Она взмахнула пилоткой, весело подпрыгнула и первой побежала к землянке.
В один из дней тишина рухнула впервые за долгий месяц мирной, совсем не фронтовой жизни. Он увидел их, вползающих в просвет заиндевелых сосновых вершин, раньше, чем пронесся по лесу какой-то сдавленный, как будто еще не уверенный в близости опасности и в то же время вмиг выжигающий все прочие будничные заботы крик: «Во-оздух!..» Крик этот, кем-то рожденный, тут же подхваченный на разные лады другими голосами, перекидывался, звучал по окрестным лесам, но Алеша уже ничего не слышал, стоял у печи с поленом в руке и оцепенело смотрел, как по небу на лес, в котором он был, надвигались не живым, не птичьим, а выправленно-машинным, будто спаянным, строем тяжелые самолеты.
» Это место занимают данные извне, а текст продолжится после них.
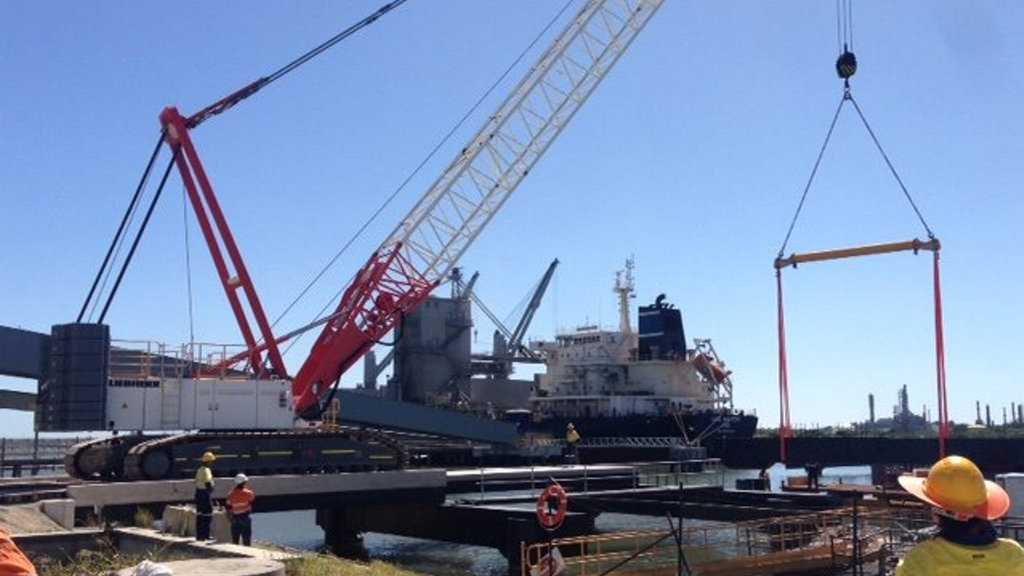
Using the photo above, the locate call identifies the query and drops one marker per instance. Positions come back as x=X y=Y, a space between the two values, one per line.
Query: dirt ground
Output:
x=27 y=519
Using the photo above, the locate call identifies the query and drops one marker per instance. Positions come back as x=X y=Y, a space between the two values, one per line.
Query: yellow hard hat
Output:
x=955 y=485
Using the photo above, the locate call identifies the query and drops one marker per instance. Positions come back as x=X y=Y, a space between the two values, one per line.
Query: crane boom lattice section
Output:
x=429 y=241
x=474 y=187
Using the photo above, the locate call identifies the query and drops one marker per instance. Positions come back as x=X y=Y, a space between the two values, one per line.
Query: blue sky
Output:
x=691 y=156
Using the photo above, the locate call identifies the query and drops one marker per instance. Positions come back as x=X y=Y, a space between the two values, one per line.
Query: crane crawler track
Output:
x=255 y=453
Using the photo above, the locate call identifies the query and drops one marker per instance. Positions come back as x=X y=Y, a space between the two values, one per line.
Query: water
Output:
x=299 y=530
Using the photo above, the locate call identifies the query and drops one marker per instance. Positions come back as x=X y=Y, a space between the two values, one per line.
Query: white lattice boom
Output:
x=474 y=187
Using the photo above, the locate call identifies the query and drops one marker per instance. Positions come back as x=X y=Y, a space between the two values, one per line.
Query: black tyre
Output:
x=158 y=464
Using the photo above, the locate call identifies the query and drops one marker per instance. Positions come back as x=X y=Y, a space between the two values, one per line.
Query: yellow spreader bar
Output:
x=909 y=246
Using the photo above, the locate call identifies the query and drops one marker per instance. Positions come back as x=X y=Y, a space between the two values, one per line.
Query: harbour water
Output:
x=299 y=530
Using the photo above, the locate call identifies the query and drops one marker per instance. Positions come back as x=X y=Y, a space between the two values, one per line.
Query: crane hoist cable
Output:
x=193 y=121
x=846 y=67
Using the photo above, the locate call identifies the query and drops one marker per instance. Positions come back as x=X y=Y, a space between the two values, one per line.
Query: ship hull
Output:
x=710 y=425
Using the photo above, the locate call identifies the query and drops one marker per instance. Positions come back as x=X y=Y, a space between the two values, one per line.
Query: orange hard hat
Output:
x=955 y=486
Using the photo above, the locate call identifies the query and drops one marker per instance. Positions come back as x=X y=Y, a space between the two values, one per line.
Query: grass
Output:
x=108 y=560
x=99 y=563
x=332 y=566
x=143 y=518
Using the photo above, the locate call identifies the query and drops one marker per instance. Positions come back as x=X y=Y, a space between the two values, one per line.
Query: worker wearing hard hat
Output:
x=204 y=496
x=12 y=560
x=571 y=443
x=240 y=507
x=964 y=504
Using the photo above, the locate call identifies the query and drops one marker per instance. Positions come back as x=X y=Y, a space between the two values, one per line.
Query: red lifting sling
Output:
x=784 y=428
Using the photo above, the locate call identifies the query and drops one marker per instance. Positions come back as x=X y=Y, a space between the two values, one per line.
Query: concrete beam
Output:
x=303 y=490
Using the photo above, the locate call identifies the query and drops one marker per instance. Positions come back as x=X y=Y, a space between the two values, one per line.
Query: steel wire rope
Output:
x=193 y=121
x=448 y=136
x=138 y=237
x=260 y=83
x=192 y=322
x=125 y=220
x=892 y=169
x=117 y=252
x=814 y=171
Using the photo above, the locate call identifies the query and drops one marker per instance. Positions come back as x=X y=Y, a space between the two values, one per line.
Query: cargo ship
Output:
x=636 y=383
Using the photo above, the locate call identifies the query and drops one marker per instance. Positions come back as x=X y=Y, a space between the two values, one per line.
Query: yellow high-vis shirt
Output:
x=571 y=437
x=942 y=558
x=203 y=477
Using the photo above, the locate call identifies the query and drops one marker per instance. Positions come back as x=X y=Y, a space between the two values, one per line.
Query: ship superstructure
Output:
x=645 y=382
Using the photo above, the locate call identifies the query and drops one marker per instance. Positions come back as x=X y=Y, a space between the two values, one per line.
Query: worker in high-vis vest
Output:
x=204 y=497
x=964 y=503
x=12 y=560
x=571 y=444
x=240 y=507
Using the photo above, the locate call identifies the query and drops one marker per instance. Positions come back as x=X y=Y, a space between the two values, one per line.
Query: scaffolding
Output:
x=847 y=540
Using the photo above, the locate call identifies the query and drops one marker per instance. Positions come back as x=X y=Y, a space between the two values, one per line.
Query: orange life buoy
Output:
x=550 y=517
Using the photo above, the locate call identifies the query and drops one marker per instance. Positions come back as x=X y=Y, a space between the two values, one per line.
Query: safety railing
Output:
x=140 y=360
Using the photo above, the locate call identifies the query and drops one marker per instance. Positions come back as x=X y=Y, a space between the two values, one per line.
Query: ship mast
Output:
x=625 y=288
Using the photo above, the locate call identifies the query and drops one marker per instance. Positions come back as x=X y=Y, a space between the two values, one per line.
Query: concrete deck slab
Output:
x=539 y=471
x=173 y=491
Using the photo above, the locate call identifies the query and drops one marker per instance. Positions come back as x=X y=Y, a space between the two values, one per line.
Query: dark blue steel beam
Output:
x=23 y=353
x=371 y=411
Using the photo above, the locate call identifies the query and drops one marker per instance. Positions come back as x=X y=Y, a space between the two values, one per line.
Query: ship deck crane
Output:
x=397 y=277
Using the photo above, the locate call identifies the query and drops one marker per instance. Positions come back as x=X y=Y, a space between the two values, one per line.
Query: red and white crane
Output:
x=397 y=277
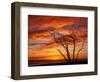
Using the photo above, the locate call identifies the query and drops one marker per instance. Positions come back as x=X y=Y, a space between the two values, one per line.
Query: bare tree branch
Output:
x=79 y=50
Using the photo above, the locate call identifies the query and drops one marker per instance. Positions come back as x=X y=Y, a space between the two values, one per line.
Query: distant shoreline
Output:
x=53 y=62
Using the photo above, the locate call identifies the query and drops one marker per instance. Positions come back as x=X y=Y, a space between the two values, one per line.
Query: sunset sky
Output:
x=41 y=45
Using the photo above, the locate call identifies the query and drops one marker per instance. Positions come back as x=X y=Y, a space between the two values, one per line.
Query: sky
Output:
x=42 y=46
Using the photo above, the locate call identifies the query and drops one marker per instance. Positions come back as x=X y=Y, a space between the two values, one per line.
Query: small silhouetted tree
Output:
x=64 y=41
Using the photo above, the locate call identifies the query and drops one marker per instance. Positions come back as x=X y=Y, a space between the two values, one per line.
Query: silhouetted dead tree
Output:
x=60 y=39
x=63 y=41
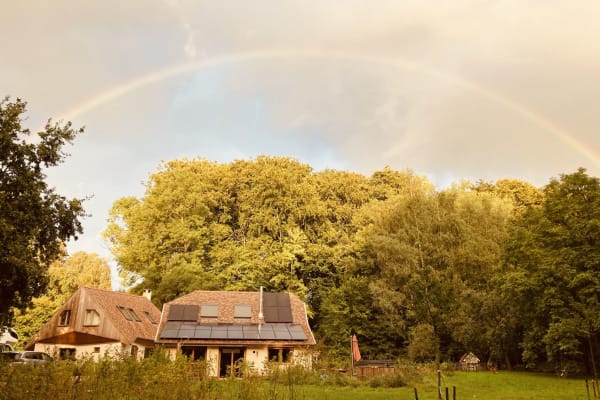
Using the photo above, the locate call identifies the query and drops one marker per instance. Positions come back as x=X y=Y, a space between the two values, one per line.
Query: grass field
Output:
x=469 y=385
x=161 y=379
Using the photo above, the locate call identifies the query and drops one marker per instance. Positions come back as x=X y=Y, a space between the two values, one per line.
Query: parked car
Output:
x=9 y=356
x=26 y=357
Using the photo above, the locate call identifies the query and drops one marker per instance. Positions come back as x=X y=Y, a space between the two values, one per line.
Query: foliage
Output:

Солнце снизу подсвечивало широкие, неподвижно раскинутые крылья, бело-мохнатые от покрывающего их инея; черные в середине, они казались прозрачными по краям, и оттого каждый из них походил на огромную вошь, и все они, будто вши, замедленно вползали в раздвинутый болотом просвет бледно-голубого, в морозной туманности, неба.
Алеша еще не мог взвесить действительную меру опасности, которая надвигалась на него и на тысячи других людей, уже много дней живущих буднично под хвойной зависью леса, но то, что опасность надвигалась вместе с гулом работающих в небе моторов, он чувствовал, плечи его, бывшие только что сильными и послушными, вдруг странно ослабли, дрожь пошла гулять по рукам и пальцам. В удивлении он оглядел полено, будто не понимая, откуда и зачем в его руках эта березовая плаха, торопясь освободить руки, засуетился, сунул полено привычным ему движением в горящую печь. Не успел распрямиться, как вырос перед ним Авров, взгляд его суженных ненавистью глаз будто высверливал ему зрачки:
— Ах ты, гад… Падла… Немцам сигналишь?! — торжествующий его шепот раздирал Алеше грудь. — А ну, глуши свою вшивую баню!
Гул с неба потряс лес и саму землю. Старшина по-птичьи вобрал голову в плечи, обратил лицо вверх и вдруг, утробно хрюкнув, перепрыгнул через груду дров; его распахнутая, вздутая горбом шинель, как спина испуганной, уходящей вглубь рыбины, обозначилась и пропала среди, казалось, спасительных стволов сосен.
Алеша взглянул на хорошо видный дымок, лениво поднимающийся изломанной лесенкой к хвойному переплетению ветвей, и понял, чем грозил ему и всем вокруг этот, в другое время безобидный,
Только теперь он взглянул в гудящее моторами небо. Строгий машинный порядок, прежде связывающий самолеты, нарушился: бомбовозы теперь по отдельности разворачивались над лесом, каждый своим телом пробивал клубящийся в небе морозный туман, выискивал себе цель, не обращая внимания на робкие, зависающие то там, то тут округлые плотные облачка разрывов зенитных снарядов. Один из бомбовозов проходил как раз над головой Алеши; прерывистый гул моторов словно трамбовал землю, и эта падающая с высоты тяжесть звука придавливала плечи, как будто вминала его в то место, где он все еще оцепенело стоял. Гул возрос до такой силы, что бьющий плотный воздух, казалось, мог проломить сейчас голову. Алеша почувствовал, как мал, как беспомощен, как беззащитен он перед нависшей над землей, выискивающей его силой, — дикий страх, который в эту минуту был сильнее его достоинства и вола, сорвал его с места.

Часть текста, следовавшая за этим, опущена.